# Mobile internet trading



## ScottyfromAussie (13 April 2010)

I'm thinking about buying a mobile phone with trading capabilities. Whats the best phone for internet speed/processing speed and whats the best mobile phone internet service for speed and realiability.


----------



## marklar (14 April 2010)

Phone choice is a personal preference, best to go into a T store or Optus world and have a play.

As for networks, NextG hands down.  The Optus network is horribly congested and has poor coverage.

m.


----------



## malachii (14 April 2010)

I've tried several phones on several plans and now I trade with my laptop and a wireless modem.  While larger than a phone - if you are trading (as opposed to placing "investment" transactions every so often) I found that the larger screen gave me more information and the ability to react to things better.  Have you ever tried to enter trade details onto a small screen via a telephone keypad quickly? - not pretty.

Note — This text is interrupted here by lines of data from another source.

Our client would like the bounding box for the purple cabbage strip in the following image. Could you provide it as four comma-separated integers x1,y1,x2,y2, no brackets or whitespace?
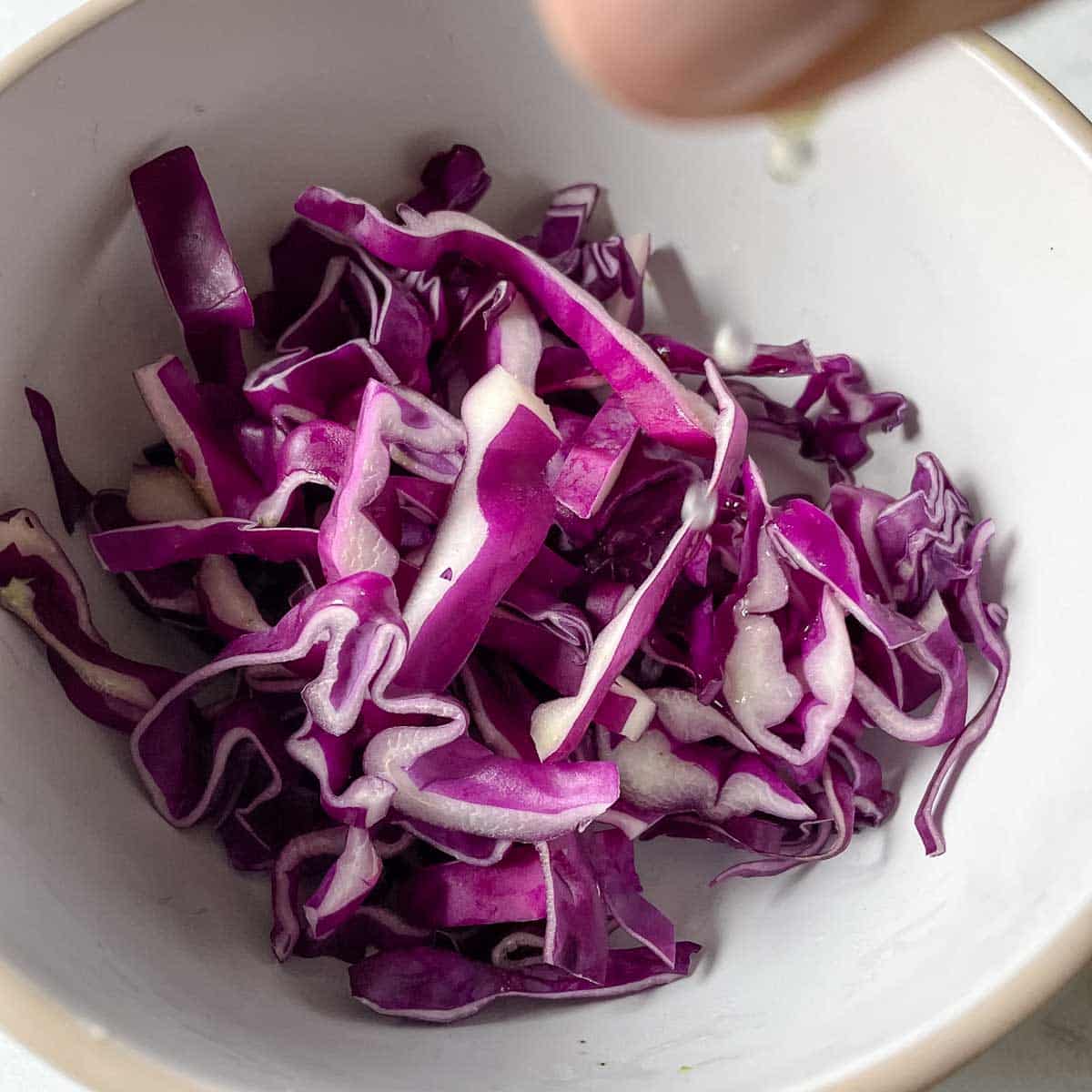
23,387,91,534
914,520,1011,856
399,368,558,690
129,147,255,387
582,829,676,966
398,846,546,928
296,187,713,453
0,508,179,732
349,944,700,1023
551,394,640,520
91,517,318,572
537,834,610,983
133,356,261,517
406,144,491,215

In my previous job I travelled extensively and was quite often "on the run".  I still managed to find a surface to place my laptop on.  Trust me - you only need to drop the ball once and all the "convenience" of a small device falls away with the $ you just dropped.

If you are only after updates on prices - then a mobile is fine.  However if you want anything else, I'd suggest that you trial a laptop as well - they are cheap and are getting quite small these days.  And for just trading and internet access you dont need very much ram etc.  Just go for the base model.

malachii


----------



## weird (14 April 2010)

I went on holidays recently , out and about in non major cities in Oz, an Acer One (there are heaps of these inexpensive small lappies now), with a Telstra NextG wireless usb device, was great.


----------